Elodie Picard

Personal information
- Born: 8 September 1997 (age 29) Belgium

Sport
- Sport: Field hockey
- Position: Goalkeeper
- Club: Royal Antwerp HC

National team
- Years: Team / Caps / Goals
- 2015: Belgium U18 / 5 / (0)
- 2016–2017: Belgium U21 / 5 / (0)
- 2018–: Belgium / 22 / (0)

Medal record
Women's field hockey
Representing Belgium
World Cup
| Bronze medal – third place | 2026 Wavre/Amstelveen |  |
European Championship
| Bronze medal – third place | 2021 Amstelveen |  |
EuroHockey Junior Championship
| Silver medal – second place | 2017 Valencia |  |

= Elodie Picard =

Belgian field hockey player

Elodie Picard (born 8 September 1997) is a field hockey player from Belgium, who plays as a goalkeeper.

==Career==
===Club hockey===
In the Belgian Hockey League, Picard plays club hockey for Royal Antwerp HC.

===National teams===
====Under–18====
In 2015, Elodie Picard was a member of the Belgium U–18 team at the EuroHockey Youth Championship in Santander.

====Under–21====
Picard won her first medal with Belgium in 2017 as a member of the Under–21 side.
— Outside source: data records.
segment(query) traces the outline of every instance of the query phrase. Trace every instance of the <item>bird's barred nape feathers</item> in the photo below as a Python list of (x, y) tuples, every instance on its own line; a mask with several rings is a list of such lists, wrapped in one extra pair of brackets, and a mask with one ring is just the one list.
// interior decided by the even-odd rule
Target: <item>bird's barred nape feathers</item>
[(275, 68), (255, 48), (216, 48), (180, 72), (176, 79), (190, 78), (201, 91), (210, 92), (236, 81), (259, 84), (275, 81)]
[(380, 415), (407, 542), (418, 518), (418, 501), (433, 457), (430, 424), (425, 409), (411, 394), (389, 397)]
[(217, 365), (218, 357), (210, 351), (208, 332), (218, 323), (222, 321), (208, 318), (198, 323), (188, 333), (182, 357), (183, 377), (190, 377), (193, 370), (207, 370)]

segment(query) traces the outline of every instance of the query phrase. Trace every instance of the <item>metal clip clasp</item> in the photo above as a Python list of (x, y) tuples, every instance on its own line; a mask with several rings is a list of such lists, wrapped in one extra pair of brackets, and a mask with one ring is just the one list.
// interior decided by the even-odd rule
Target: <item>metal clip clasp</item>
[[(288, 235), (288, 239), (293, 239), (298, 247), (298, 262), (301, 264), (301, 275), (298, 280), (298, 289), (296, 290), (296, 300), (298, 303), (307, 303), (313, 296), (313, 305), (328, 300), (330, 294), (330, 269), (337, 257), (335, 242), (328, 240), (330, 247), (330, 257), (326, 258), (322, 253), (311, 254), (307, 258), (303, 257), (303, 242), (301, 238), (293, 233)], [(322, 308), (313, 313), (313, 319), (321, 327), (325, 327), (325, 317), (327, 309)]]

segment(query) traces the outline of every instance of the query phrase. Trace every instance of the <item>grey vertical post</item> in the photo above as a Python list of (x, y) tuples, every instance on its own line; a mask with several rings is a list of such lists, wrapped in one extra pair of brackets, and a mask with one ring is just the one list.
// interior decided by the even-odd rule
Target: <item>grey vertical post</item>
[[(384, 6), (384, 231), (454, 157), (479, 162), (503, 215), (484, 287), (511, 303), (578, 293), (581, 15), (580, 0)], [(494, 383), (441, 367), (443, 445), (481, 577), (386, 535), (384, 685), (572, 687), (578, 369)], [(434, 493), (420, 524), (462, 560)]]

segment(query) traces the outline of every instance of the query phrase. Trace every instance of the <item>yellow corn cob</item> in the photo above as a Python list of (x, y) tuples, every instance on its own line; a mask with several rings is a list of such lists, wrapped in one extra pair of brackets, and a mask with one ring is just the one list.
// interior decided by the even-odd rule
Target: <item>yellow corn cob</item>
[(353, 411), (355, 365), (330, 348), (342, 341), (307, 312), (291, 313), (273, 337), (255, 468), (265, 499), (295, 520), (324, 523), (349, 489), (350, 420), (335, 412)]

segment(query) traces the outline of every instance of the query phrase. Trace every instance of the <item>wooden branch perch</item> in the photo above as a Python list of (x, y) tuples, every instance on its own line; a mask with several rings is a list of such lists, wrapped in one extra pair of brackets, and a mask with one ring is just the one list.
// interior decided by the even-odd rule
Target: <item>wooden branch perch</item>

She represented the team at the EuroHockey Junior Championship in Valencia. The team finished second, taking home a silver medal.

====Red Panthers====
Elodie Picard made her debut for the Belgium 'Red Panthers' in 2018 during a test series against Argentina in Buenos Aires.

In 2019 she was a member of the national squad for the inaugural tournament of the FIH Pro League. Later that year in August she represented the team at the EuroHockey Nations Championship in Antwerp. In December, Picard was named in the Belgium squad for the 2020 calendar year.